State By State

State By State Marijuana Legality

By: Nikki Walls, Ms. Major Blazer

Instagram: @Ms.MajorBlazer

While most were busy paying attention to Donald Trump, recreational marijuana was legalized in four more states, with medical marijuana legalization in three more. As a hazy wave of legalization drifts over the US, it is a great time to go over what you can and can’t do with that newly-legal kush.

Marijuana was just fully legalized via a ballot measure in four states: California, Nevada, Massachusetts, and Maine — joining Alaska, DC, Colorado, Oregon, and Washington.

California is the only state in which the new laws take immediate effect. Legal weed did not start until December 15, 2016. In Nevada, you can legally spark up on Jan 1.

The only straggler was Maine, where opponents to the new law had requested a recount of the measure, which was thankfully abandoned after just a month. Maine had legalized marijuana for medical use in 1999.

Now that the recounts have been dropped, the Governor of Maine issued proclamations certifying the results. The measures took effect in January, but implementing the new law – as well as other referendums that passed last year is expected to take months. The federal government continues to classify marijuana as a prohibited substance. The prohibition could, unfortunately, prove problematic if the Trump administration is more aggressive in enforcement than Obama’s administration, which has avoided intervention in states’ legalization efforts.

In all of the new states you can legally consume and carry marijuana once the laws go into effect, but you won’t be able to legally buy it until 2018. Each state requires special licensure for recreational sale but has yet to set up the issuance and taxation infrastructure.
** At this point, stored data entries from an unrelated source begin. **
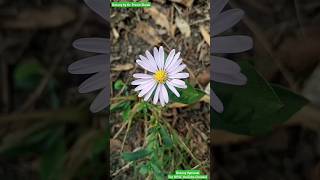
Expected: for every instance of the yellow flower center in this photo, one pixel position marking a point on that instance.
(160, 76)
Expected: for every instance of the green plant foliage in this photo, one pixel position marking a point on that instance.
(190, 95)
(253, 109)
(133, 156)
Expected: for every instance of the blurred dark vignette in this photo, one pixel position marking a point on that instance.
(47, 131)
(286, 52)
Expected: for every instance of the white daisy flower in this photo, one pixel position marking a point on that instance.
(224, 70)
(164, 74)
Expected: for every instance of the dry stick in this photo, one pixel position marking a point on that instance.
(56, 61)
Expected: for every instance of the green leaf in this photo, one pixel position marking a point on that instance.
(133, 156)
(292, 104)
(28, 75)
(254, 109)
(157, 171)
(190, 95)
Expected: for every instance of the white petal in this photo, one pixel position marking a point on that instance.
(174, 65)
(178, 69)
(179, 76)
(156, 56)
(147, 62)
(143, 86)
(164, 93)
(162, 101)
(145, 66)
(170, 58)
(172, 88)
(161, 57)
(142, 76)
(148, 95)
(174, 60)
(151, 59)
(146, 89)
(139, 81)
(156, 94)
(178, 83)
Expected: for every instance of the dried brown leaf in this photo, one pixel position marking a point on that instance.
(205, 34)
(147, 33)
(183, 26)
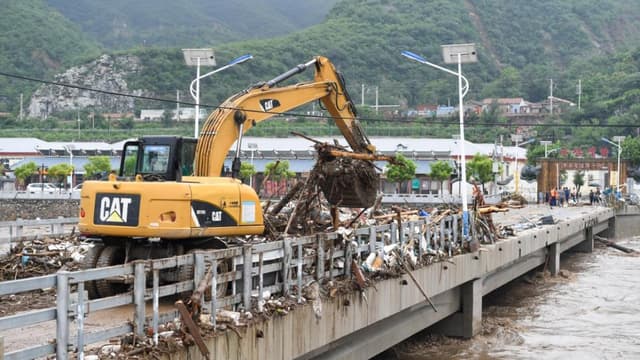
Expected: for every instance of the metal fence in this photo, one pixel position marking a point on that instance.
(282, 267)
(58, 194)
(12, 231)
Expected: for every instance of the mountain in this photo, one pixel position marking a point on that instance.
(521, 44)
(122, 24)
(36, 41)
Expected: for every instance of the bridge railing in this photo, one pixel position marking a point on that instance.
(21, 229)
(282, 267)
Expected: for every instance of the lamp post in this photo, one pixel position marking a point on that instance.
(69, 149)
(545, 143)
(198, 57)
(618, 139)
(456, 54)
(517, 138)
(253, 147)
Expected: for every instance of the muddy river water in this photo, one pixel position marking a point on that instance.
(590, 311)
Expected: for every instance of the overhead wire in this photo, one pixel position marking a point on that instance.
(294, 114)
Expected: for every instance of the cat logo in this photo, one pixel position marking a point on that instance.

Recreational marijuana is currently for sale in Alaska, Colorado, Oregon, and Washington. In Washington DC though, sales are in legal limbo and marijuana consumers must either receive their pot as a gift or grow it.

Before you go to your favorite grassy knoll to light up your grassy bowl, research where you can actually smoke. Every state bars the consumption of marijuana on public property. In most states, this means the only place where you can get high is at home. While bars and other venues are technically private property, marijuana opponents argue that these spaces are “publicly accessible private venues,” where marijuana prohibition still applies.

In Denver, however, voters just passed a proposition that will allow the consumption of marijuana at bars and restaurants — signaling the potential copying of the policy by other localities in states where marijuana is now legal.

Interested bars and restaurants would have to show they have neighborhood support before getting a license to allow marijuana use. Also, patrons would have to bring their own weed to comply with state law banning the sale of both pot and food or drink at a single location. Patrons at participating bars could use pot inside as long as it isn’t smoked. The law does provide for the possibility of outside smoking areas under restrictive circumstances. The law also allows for non-service establishments, such as yoga galleries or art galleries, to set up pot-smoking areas or hold events serving both pot and food and drink.